If $x$ and $y$ are integers and $12x = 5y^2$,
- What could be the possible multiples of $x$ ?
- What can we infer about $y$ ?
I have approached this problem like this :
\begin{align} x = \dfrac{5y^2}{12} \quad \quad \text{here } \ 12 = 2 \cdot 2 \cdot 3\\ x = \dfrac{5y^2}{2 \cdot 2 \cdot 3} \end{align}
I'm able to identify that $y^2$ should definitely have $2 \cdot 2\cdot 3$ so that $x$ can be an integer. But then I'm not able to think of the next step. Like I'm not able to explain to myself.
Can someone help me regarding this and how should I approach these problems.

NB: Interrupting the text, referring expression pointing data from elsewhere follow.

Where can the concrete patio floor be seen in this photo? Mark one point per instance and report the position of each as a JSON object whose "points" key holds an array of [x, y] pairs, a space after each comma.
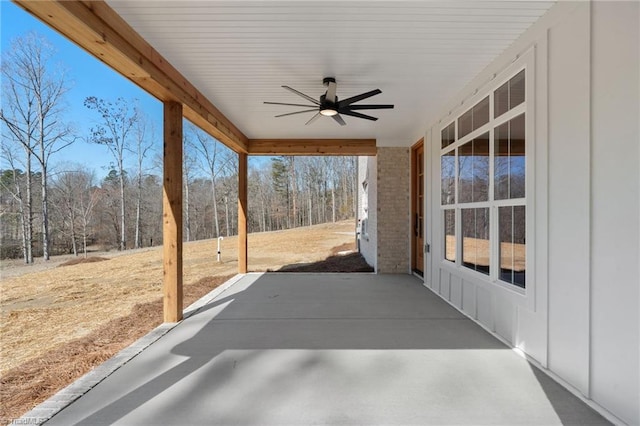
{"points": [[330, 349]]}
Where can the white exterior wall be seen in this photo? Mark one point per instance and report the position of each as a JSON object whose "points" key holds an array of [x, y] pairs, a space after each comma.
{"points": [[580, 315], [367, 170]]}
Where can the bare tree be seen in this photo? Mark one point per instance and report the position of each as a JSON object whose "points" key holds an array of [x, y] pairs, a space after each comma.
{"points": [[118, 121], [144, 136], [34, 94], [12, 181], [213, 161]]}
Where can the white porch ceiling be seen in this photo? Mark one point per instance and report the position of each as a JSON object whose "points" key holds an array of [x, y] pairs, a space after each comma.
{"points": [[419, 53]]}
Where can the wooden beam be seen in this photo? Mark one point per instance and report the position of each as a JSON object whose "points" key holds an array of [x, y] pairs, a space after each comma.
{"points": [[172, 212], [362, 147], [242, 214], [97, 28]]}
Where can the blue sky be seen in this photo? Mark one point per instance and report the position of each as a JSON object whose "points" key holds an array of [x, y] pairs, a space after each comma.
{"points": [[88, 77]]}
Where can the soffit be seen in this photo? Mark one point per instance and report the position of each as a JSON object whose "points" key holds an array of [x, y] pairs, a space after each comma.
{"points": [[419, 53]]}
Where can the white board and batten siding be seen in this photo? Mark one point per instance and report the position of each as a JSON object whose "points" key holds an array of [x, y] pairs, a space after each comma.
{"points": [[579, 316], [367, 209]]}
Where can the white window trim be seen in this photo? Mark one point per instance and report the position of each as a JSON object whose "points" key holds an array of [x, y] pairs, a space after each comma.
{"points": [[526, 296]]}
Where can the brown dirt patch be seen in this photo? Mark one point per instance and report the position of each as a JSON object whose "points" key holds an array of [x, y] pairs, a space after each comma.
{"points": [[81, 260], [351, 246], [62, 298], [31, 383], [352, 262]]}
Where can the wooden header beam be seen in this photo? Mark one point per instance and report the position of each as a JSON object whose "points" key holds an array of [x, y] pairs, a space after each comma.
{"points": [[364, 147], [97, 28]]}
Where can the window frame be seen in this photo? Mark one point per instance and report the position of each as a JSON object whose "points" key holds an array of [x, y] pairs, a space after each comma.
{"points": [[526, 295]]}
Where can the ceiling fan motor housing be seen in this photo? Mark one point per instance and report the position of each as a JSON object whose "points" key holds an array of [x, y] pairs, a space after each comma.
{"points": [[327, 80]]}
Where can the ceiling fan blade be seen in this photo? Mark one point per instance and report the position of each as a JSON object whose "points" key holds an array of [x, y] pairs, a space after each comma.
{"points": [[356, 114], [331, 92], [307, 97], [356, 107], [280, 103], [357, 98], [297, 112], [339, 119], [314, 118]]}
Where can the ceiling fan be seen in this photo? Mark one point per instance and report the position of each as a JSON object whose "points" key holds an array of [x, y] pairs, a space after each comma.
{"points": [[330, 106]]}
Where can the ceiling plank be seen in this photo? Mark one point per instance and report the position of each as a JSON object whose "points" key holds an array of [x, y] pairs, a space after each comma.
{"points": [[364, 147], [97, 28]]}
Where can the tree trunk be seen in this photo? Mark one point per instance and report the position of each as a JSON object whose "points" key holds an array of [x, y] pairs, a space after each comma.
{"points": [[186, 210], [215, 205], [84, 239], [226, 214], [29, 212], [138, 208], [333, 204], [74, 244], [123, 230]]}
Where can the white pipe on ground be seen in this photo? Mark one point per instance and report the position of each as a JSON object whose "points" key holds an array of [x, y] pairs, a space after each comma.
{"points": [[219, 239]]}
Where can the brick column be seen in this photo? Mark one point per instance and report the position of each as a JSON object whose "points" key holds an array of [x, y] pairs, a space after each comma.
{"points": [[393, 208]]}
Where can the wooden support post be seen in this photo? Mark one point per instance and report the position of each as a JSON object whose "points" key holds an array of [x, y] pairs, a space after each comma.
{"points": [[242, 214], [172, 212]]}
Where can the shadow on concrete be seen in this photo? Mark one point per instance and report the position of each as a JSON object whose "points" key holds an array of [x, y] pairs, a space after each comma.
{"points": [[337, 349]]}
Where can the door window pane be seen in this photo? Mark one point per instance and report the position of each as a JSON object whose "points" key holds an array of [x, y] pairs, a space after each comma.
{"points": [[481, 113], [509, 159], [475, 239], [448, 178], [511, 228], [473, 169], [465, 123], [509, 95], [448, 135], [474, 118], [450, 235]]}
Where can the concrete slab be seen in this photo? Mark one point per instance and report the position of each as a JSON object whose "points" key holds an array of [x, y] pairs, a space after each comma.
{"points": [[306, 349]]}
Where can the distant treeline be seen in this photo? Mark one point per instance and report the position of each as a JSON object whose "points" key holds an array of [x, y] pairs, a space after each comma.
{"points": [[50, 207]]}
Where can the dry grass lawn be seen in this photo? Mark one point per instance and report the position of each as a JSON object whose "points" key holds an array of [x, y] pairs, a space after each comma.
{"points": [[43, 311]]}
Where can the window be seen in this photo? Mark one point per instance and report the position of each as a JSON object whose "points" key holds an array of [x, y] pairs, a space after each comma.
{"points": [[483, 174]]}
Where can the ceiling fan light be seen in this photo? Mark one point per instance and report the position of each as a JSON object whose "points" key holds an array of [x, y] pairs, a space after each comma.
{"points": [[328, 112]]}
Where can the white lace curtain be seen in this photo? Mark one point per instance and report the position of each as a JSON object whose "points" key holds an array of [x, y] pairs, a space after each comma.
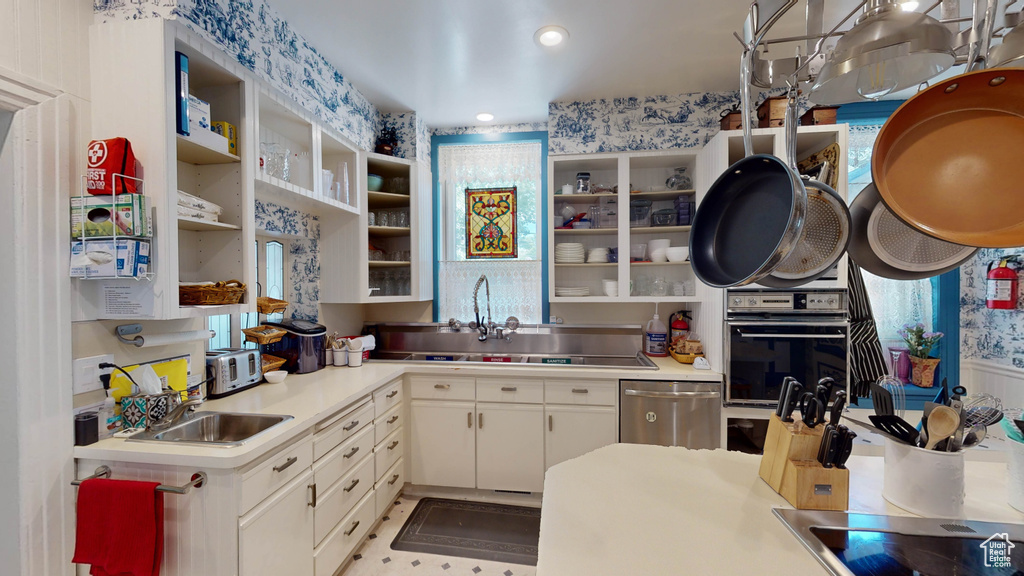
{"points": [[894, 302], [515, 284]]}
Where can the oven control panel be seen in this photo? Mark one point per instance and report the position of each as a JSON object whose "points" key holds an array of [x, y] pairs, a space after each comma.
{"points": [[785, 301]]}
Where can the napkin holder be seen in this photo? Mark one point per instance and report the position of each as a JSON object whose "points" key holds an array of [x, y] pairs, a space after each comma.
{"points": [[790, 466]]}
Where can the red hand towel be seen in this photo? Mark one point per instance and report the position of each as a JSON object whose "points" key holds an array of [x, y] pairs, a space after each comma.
{"points": [[120, 527]]}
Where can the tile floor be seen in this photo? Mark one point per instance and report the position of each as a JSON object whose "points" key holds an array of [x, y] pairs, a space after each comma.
{"points": [[375, 557]]}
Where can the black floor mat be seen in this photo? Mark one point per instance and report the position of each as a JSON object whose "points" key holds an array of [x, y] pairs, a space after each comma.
{"points": [[494, 532]]}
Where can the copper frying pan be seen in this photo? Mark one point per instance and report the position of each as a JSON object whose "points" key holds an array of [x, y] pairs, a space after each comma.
{"points": [[948, 161]]}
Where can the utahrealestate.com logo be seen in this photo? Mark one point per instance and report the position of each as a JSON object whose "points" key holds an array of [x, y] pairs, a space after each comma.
{"points": [[997, 550]]}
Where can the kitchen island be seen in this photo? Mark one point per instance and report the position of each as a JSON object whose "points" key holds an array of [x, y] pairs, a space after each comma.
{"points": [[673, 510]]}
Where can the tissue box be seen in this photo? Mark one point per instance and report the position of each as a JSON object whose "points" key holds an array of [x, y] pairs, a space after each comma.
{"points": [[199, 114], [132, 258], [139, 411], [96, 215], [229, 132]]}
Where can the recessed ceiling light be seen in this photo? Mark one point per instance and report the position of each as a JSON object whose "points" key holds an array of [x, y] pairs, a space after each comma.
{"points": [[551, 36]]}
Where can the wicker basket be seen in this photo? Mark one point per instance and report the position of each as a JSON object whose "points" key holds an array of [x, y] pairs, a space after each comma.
{"points": [[229, 292], [271, 363], [264, 334], [266, 304]]}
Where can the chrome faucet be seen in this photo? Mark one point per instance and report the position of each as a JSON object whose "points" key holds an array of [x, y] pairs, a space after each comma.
{"points": [[174, 415]]}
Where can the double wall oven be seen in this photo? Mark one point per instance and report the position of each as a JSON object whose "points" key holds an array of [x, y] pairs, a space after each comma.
{"points": [[771, 334]]}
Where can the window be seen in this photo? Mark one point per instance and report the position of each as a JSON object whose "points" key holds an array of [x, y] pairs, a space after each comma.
{"points": [[516, 285], [271, 278]]}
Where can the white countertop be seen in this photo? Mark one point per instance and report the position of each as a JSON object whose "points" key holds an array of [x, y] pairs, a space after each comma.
{"points": [[314, 397], [650, 509]]}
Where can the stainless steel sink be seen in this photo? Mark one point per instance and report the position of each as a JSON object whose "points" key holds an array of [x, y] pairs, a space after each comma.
{"points": [[215, 428]]}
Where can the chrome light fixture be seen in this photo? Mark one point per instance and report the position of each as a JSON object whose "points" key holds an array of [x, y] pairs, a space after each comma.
{"points": [[889, 49], [1011, 52]]}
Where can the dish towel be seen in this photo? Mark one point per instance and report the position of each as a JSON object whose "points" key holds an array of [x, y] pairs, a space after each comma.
{"points": [[120, 527]]}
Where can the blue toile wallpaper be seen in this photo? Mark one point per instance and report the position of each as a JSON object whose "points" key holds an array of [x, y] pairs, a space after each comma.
{"points": [[303, 254], [994, 335]]}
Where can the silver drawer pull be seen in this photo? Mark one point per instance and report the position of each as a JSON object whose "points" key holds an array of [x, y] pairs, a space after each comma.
{"points": [[287, 463]]}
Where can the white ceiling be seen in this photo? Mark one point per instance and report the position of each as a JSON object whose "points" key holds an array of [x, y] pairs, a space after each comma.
{"points": [[450, 59]]}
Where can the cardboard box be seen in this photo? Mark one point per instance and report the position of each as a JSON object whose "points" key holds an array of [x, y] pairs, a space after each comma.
{"points": [[132, 258], [199, 114], [98, 215], [229, 132]]}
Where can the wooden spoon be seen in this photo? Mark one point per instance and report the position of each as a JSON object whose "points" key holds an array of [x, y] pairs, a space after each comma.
{"points": [[942, 423]]}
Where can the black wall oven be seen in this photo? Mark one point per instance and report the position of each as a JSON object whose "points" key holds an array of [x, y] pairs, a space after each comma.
{"points": [[773, 334]]}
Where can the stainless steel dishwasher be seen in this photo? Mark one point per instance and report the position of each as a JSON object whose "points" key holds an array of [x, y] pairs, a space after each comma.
{"points": [[687, 414]]}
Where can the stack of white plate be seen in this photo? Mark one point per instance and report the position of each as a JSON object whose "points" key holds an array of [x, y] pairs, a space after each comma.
{"points": [[571, 291], [569, 253]]}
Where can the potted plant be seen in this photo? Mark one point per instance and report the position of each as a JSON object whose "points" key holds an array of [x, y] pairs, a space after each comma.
{"points": [[921, 343]]}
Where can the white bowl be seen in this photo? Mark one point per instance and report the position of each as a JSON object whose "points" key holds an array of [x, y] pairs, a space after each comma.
{"points": [[276, 376], [657, 243], [678, 253]]}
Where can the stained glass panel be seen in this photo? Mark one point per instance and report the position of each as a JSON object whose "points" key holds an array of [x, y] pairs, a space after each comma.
{"points": [[491, 222]]}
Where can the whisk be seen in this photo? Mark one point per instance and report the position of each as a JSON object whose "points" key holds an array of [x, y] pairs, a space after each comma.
{"points": [[898, 393]]}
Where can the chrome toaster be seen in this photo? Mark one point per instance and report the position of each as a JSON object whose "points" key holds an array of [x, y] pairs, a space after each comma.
{"points": [[231, 370]]}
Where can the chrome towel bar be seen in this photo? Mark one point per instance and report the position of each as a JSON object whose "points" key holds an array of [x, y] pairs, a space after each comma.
{"points": [[196, 482]]}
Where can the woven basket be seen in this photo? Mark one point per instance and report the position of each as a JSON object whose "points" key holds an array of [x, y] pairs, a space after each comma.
{"points": [[264, 334], [229, 292], [266, 304], [271, 363]]}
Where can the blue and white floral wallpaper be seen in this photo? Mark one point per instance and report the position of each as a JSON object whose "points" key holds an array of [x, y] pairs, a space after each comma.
{"points": [[303, 249], [993, 335]]}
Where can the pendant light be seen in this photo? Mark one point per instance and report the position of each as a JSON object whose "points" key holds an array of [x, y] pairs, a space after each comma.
{"points": [[887, 50]]}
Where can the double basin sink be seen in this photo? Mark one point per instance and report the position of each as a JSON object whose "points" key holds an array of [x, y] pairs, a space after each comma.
{"points": [[214, 428], [639, 361]]}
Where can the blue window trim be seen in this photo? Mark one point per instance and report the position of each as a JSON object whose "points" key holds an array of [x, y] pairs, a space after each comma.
{"points": [[455, 139], [945, 288]]}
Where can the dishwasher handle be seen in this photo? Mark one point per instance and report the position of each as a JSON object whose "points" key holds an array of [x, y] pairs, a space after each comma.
{"points": [[687, 395]]}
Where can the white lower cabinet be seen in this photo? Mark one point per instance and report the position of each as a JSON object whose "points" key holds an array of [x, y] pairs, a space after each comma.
{"points": [[574, 430], [510, 447], [443, 443], [274, 537]]}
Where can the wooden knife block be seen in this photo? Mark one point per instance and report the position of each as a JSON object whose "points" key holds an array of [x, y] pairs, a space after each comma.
{"points": [[790, 465]]}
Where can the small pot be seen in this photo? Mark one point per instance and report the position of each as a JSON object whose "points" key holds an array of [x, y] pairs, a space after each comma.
{"points": [[923, 373]]}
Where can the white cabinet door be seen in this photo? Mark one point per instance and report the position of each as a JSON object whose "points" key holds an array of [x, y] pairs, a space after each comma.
{"points": [[573, 430], [510, 447], [442, 443], [276, 536]]}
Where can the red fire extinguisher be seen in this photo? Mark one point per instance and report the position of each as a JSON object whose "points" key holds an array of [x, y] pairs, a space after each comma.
{"points": [[1001, 284]]}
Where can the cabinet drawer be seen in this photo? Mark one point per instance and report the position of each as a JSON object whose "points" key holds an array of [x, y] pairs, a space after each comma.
{"points": [[441, 387], [388, 452], [331, 553], [581, 393], [390, 421], [275, 471], [339, 428], [517, 391], [387, 398], [389, 486], [339, 461], [334, 502]]}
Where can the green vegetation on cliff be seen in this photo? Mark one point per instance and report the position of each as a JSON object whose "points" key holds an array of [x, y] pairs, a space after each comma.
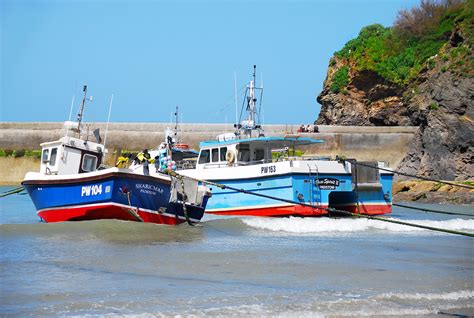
{"points": [[400, 52]]}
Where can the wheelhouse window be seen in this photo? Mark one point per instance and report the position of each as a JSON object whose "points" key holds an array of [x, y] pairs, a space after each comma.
{"points": [[54, 154], [259, 154], [215, 155], [89, 163], [244, 153], [223, 153], [204, 156], [45, 156]]}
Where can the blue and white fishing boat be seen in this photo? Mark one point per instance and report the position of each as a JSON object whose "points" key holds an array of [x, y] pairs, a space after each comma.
{"points": [[248, 160], [73, 185]]}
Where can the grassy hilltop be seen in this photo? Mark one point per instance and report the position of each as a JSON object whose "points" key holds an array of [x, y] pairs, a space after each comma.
{"points": [[401, 52]]}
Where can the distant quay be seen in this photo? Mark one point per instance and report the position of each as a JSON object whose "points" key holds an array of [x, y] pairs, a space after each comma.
{"points": [[138, 136], [387, 144]]}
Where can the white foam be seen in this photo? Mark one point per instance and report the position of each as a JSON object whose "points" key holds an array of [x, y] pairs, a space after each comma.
{"points": [[322, 225], [456, 295]]}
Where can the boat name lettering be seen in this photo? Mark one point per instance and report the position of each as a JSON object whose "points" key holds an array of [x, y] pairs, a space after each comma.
{"points": [[327, 183], [91, 190], [268, 169], [148, 188]]}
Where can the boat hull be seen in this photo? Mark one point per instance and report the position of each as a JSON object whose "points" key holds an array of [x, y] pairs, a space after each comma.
{"points": [[324, 191], [110, 195]]}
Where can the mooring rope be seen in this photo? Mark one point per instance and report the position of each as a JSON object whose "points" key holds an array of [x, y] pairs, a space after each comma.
{"points": [[431, 210], [409, 175], [222, 186], [11, 191]]}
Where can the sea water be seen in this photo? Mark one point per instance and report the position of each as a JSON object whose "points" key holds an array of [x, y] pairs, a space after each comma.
{"points": [[286, 267]]}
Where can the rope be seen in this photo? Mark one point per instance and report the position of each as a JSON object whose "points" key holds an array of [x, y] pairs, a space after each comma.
{"points": [[222, 186], [184, 198], [411, 175], [430, 210], [407, 223], [131, 212], [12, 191]]}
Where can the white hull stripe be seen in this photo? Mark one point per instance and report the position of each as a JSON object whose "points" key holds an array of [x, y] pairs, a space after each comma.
{"points": [[116, 204], [267, 206]]}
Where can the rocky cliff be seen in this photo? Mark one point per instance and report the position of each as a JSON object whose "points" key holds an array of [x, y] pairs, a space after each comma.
{"points": [[371, 83]]}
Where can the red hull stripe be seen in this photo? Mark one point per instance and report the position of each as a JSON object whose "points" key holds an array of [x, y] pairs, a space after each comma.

Since $5$ is relatively prime to $(12)$, $y^2$ will have to pick up the slack on $12 = 2^2 \times 3$.
So, $y$ must be a multiple of $2$, so that $4|y^2.$
However, since $y^2$ also must be a multiple of $3$, $y$ must be a multiple of $3$.
So, you have deduced that $y$ must be a multiple of $6$.
At this point, there are two ways to conclude the problem.
The first is to realize that if $y = 6k$, then $12x = 180k^2$, so at a minimum, $x$ must be a multiple of $15$.
The alternative approach is to recognize that $5y^2$ will necessarily be divisible by both $5$ and $3^2$, with $12$ only being divisible by $3$, not $3^2.$
So, $x$ has to pick up the slack, and be divisible by both $3$ and $5$.